$BTC The White House said Trump is determined to fire Powell from the Fed at all costs.

Donald Trump wants Jerome Powell to leave, and the White House has officially made this decision. On Friday, his top economic advisor confirmed that removing the chair of the Federal Reserve is now a viable option.

"The president and his team will continue to study the issue," Kevin Hassett, head of the National Economic Council, said at a press conference when asked whether Powell's firing was up for discussion. That answer came after Trump's latest outburst just a day earlier when he publicly threatened to fire Powell.

Trump told reporters:

"I am not happy with him. I let him know that, and if I want him to go, he will go very quickly, believe me."

The president nominated Jerome Powell to lead the Fed during his first term. Since then, Powell has raised interest rates, defying Trump's demands and warning that the president's trade policies could harm the economy.

Currently, Federal Reserve governors are appointed for a 14-year term. The president cannot fire them. To legally oust Powell, Trump would have to prove "cause," which the law reserves for misconduct or gross failure.

Donald Trump with Jerome Powell. Official White House photo by Andrea Hanks (Via Flickr)

Trump tests legal limits as frustration with Fed leadership grows.

The Trump administration is actively seeking ways to bypass that rule. He has challenged similar restrictions in court. There is a lawsuit pending in the Supreme Court, in which Trump is trying to eliminate limits on the power to fire members of the National Labor Relations Board and the Merit Systems Protection Board.

If the court sides with him, this ruling could provide him with legal grounds to remove Powell. Powell himself mentioned the case in a speech at the Chicago Economic Club, stating that:

"That's a case that people talk about a lot. I don't think that decision would apply to the Fed, but I don't know. It's a situation we are watching closely."

In 2018, the Fed raised interest rates several times, angering Trump and prompting him to consider firing Powell at that time. That threat sent markets into a panic, but ultimately Trump backed down. Now he is doing it again, only this time he seems more serious and with fewer people trying to stop him.

Meanwhile, Treasury Secretary Scott Bessent warned insiders at the White House that firing Powell could destroy the financial markets. Two people with direct knowledge of internal conversations told reporters that Bessent conveyed that message multiple times.

But Trump is not listening.

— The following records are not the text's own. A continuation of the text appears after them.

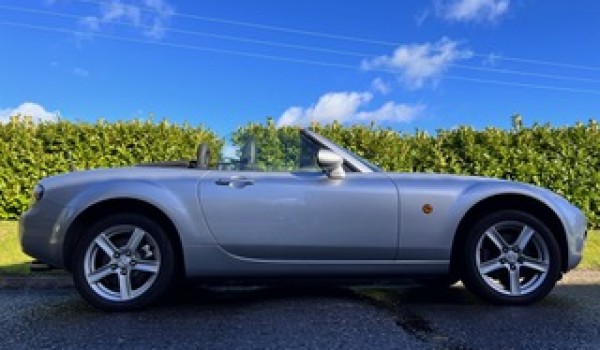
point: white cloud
(472, 10)
(29, 109)
(393, 112)
(346, 107)
(149, 16)
(380, 86)
(80, 72)
(418, 64)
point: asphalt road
(324, 318)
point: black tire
(496, 285)
(117, 290)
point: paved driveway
(324, 318)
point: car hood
(138, 173)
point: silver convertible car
(310, 210)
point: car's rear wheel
(123, 262)
(511, 257)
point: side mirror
(332, 164)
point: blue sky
(407, 64)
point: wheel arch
(111, 206)
(512, 201)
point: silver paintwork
(237, 224)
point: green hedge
(30, 151)
(565, 159)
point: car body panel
(303, 215)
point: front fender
(179, 203)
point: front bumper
(41, 232)
(576, 236)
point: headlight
(38, 192)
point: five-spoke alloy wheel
(511, 257)
(123, 262)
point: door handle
(234, 182)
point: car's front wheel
(123, 262)
(511, 257)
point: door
(301, 214)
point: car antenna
(70, 161)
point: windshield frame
(355, 161)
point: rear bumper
(41, 232)
(576, 236)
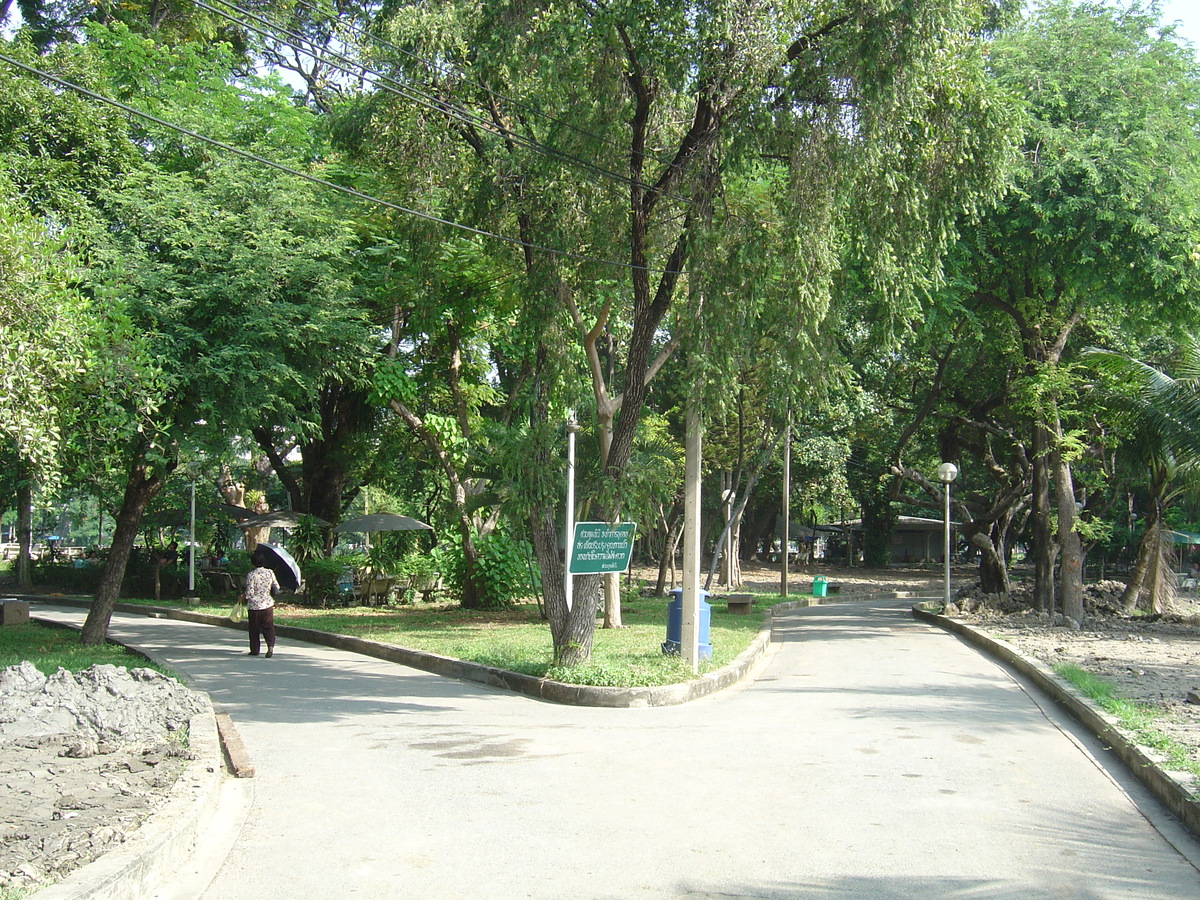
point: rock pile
(84, 759)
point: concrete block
(13, 612)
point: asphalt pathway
(870, 756)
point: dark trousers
(262, 623)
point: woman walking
(261, 589)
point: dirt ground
(61, 809)
(1153, 660)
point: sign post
(600, 547)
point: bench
(739, 604)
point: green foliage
(321, 577)
(49, 648)
(1138, 719)
(67, 577)
(307, 539)
(503, 569)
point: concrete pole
(690, 613)
(786, 505)
(569, 538)
(191, 546)
(946, 547)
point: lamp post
(191, 545)
(946, 473)
(569, 538)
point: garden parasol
(279, 561)
(382, 522)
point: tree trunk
(612, 600)
(667, 562)
(139, 491)
(1071, 545)
(993, 571)
(570, 630)
(1039, 523)
(1151, 582)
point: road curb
(1169, 789)
(531, 685)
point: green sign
(600, 547)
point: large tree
(1099, 228)
(616, 132)
(229, 280)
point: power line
(312, 179)
(345, 64)
(442, 69)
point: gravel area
(84, 760)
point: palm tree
(1159, 415)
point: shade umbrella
(279, 519)
(382, 522)
(235, 513)
(280, 562)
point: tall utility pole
(569, 538)
(786, 504)
(689, 621)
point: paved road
(873, 756)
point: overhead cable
(313, 179)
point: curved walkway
(871, 756)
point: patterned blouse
(261, 585)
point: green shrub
(503, 569)
(321, 576)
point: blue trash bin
(672, 646)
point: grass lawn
(519, 640)
(48, 648)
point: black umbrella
(280, 562)
(279, 519)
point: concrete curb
(531, 685)
(1171, 790)
(449, 667)
(166, 840)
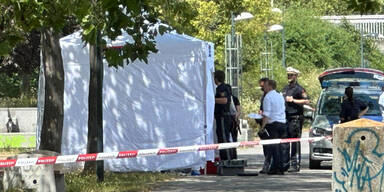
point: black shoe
(275, 172)
(263, 171)
(293, 169)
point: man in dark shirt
(222, 114)
(295, 97)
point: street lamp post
(372, 35)
(278, 27)
(232, 54)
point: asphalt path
(305, 180)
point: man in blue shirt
(274, 123)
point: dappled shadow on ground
(306, 180)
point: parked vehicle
(367, 85)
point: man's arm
(238, 111)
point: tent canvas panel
(160, 104)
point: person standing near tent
(295, 98)
(274, 123)
(222, 113)
(234, 130)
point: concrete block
(26, 118)
(358, 156)
(37, 177)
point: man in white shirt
(274, 122)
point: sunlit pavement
(305, 180)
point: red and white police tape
(144, 152)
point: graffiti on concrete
(364, 168)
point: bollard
(36, 177)
(358, 156)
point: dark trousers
(266, 151)
(294, 129)
(234, 133)
(222, 131)
(276, 130)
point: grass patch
(131, 181)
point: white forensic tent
(168, 102)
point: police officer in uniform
(222, 113)
(295, 97)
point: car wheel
(314, 164)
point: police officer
(222, 114)
(295, 97)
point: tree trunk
(95, 108)
(51, 131)
(25, 85)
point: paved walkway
(305, 180)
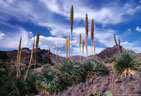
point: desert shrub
(50, 82)
(71, 71)
(125, 63)
(93, 67)
(96, 94)
(13, 86)
(109, 60)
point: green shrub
(125, 64)
(13, 86)
(109, 60)
(94, 67)
(71, 71)
(50, 82)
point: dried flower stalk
(31, 56)
(19, 58)
(115, 39)
(71, 25)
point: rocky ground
(118, 86)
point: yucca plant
(93, 67)
(94, 48)
(115, 39)
(83, 46)
(125, 63)
(50, 82)
(71, 71)
(66, 47)
(56, 51)
(92, 34)
(71, 25)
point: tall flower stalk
(37, 42)
(69, 45)
(92, 35)
(71, 25)
(19, 58)
(115, 39)
(31, 57)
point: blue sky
(51, 19)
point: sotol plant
(86, 29)
(80, 42)
(115, 39)
(50, 82)
(125, 63)
(92, 34)
(19, 58)
(83, 46)
(31, 56)
(71, 25)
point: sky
(51, 19)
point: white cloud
(11, 40)
(138, 29)
(131, 46)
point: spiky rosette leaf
(50, 82)
(71, 71)
(94, 66)
(125, 63)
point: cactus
(115, 39)
(83, 46)
(86, 25)
(56, 51)
(94, 48)
(119, 44)
(71, 24)
(109, 93)
(37, 42)
(86, 45)
(66, 47)
(19, 58)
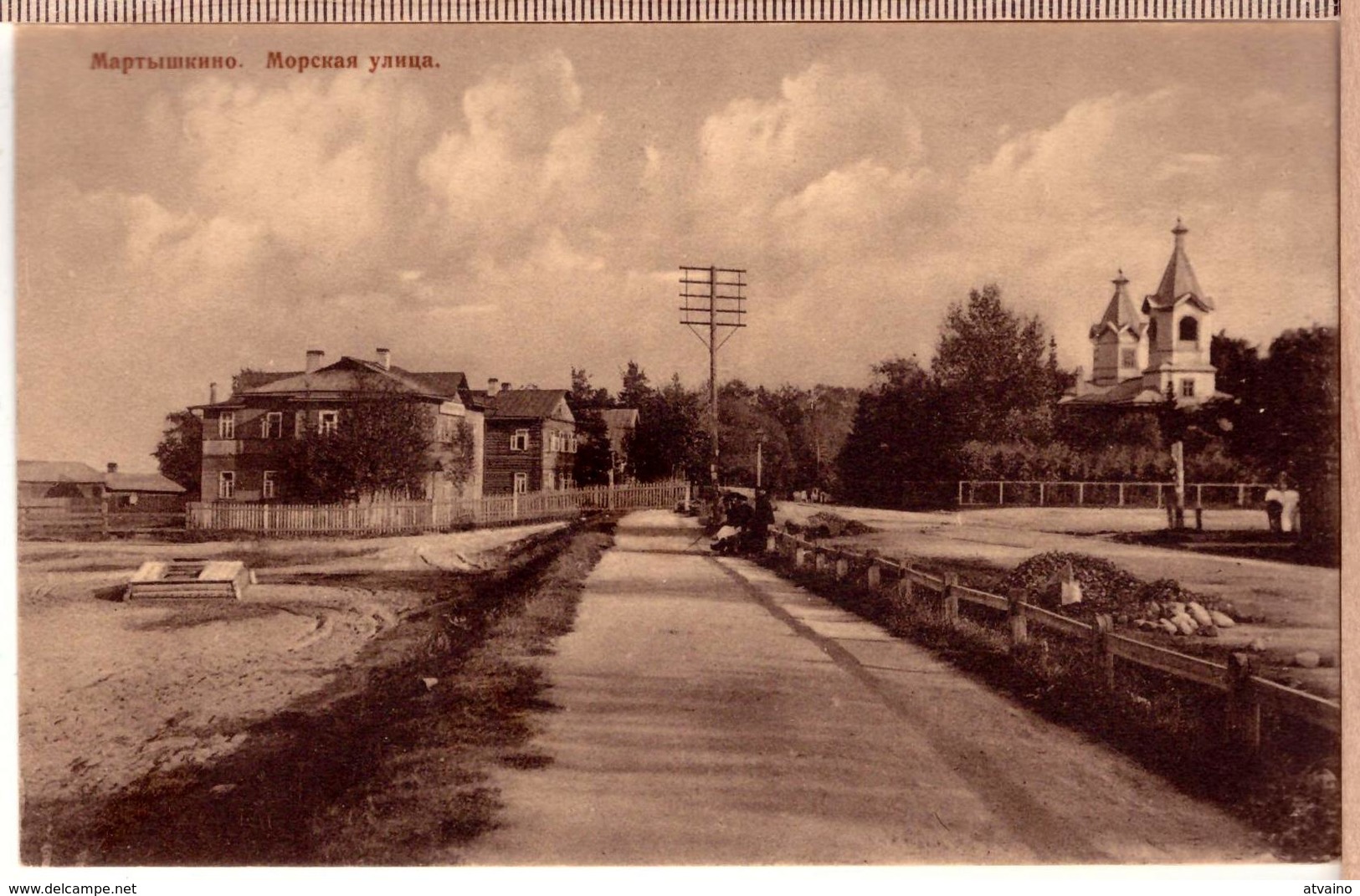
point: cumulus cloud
(517, 219)
(526, 156)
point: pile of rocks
(1183, 617)
(1162, 604)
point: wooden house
(246, 437)
(531, 439)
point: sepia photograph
(788, 443)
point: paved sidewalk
(711, 713)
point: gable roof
(619, 417)
(248, 380)
(58, 472)
(348, 376)
(1178, 280)
(529, 404)
(449, 382)
(141, 483)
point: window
(271, 426)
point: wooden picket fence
(396, 517)
(1246, 694)
(89, 520)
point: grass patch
(1290, 791)
(387, 765)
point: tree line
(985, 407)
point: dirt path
(110, 691)
(1299, 607)
(716, 714)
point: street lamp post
(759, 452)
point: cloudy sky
(524, 207)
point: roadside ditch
(1290, 791)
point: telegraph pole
(714, 300)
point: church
(1144, 355)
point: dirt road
(711, 713)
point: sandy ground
(109, 689)
(711, 713)
(1299, 607)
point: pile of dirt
(1162, 604)
(829, 525)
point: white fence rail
(424, 515)
(1091, 494)
(896, 581)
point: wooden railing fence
(90, 520)
(424, 515)
(1105, 494)
(1246, 693)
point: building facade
(248, 435)
(531, 439)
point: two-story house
(246, 437)
(531, 439)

He is angry that Powell did not cut interest rates, and Trump thinks he should have done that a long time ago.

Behind the scenes, the president has discussed with others the possibility of replacing Powell before his four-year term ends in May 2026. He met with Kevin Warsh, a former Fed governor, at his Mar-a-Lago estate in Florida to discuss this possibility.

Warsh is said to have advised Trump not to intervene in Powell's term and warned him against firing the Fed chair. But that idea did not die there. Others close to Trump raised the issue of firing Powell as early as the beginning of March, according to a report from Wall Street.